1) Consciousness and the New Mysterians
   Consciousness is what makes the mind-body problem really intractable.
   . . . Without consciousness the mind-body problem would be much less interesting. With consciousness it seems hopeless. (T. Nagel, 1979, pp. 165-166)
   2) Consciousness and Sensory Qualia
   This approach to understanding sensory qualia is both theoretically and empirically motivated . . . [;] it suggests an effective means of expressing the allegedly inexpressible. The "ineffable" pink of one's current visual sensation may be richly and precisely expressed as a 95Hz/80Hz/80Hz "chord" in the relevant triune cortical system.
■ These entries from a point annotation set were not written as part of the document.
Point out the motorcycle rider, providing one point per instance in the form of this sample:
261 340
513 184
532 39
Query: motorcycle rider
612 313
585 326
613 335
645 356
The "unconveyable" taste sensation produced by the fabled Australian health tonic Vegamite might be poignantly conveyed as a 85/80/90/15 "chord" in one's four channeled gustatory system. . . . And the "indescribably" olfactory sensation produced by a newly opened rose might be quite accurately described as a 95/35/10/80/60/55 "chord" in some six-dimensional space within one's olfactory bulb. (P. M. Churchland, 1989, p. 106)
   3) Consciousness Appears to Be the Last Bastion of Occult Properties
   One of philosophy's favorite facets of mentality has received scant attention from cognitive psychologists, and that is consciousness itself: fullblown, introspective, inner-world phenomenological consciousness. In fact if one looks in the obvious places . . . one finds not so much a lack of interest as a deliberate and adroit avoidance of the issue. I think I know why. Consciousness appears to be the last bastion of occult properties, epiphenomena, and immeasurable subjective states-in short, the one area of mind best left to the philosophers, who are welcome to it. Let them make fools of themselves trying to corral the quicksilver of "phenomenology" into a respectable theory. (Dennett, 1978b, p. 149)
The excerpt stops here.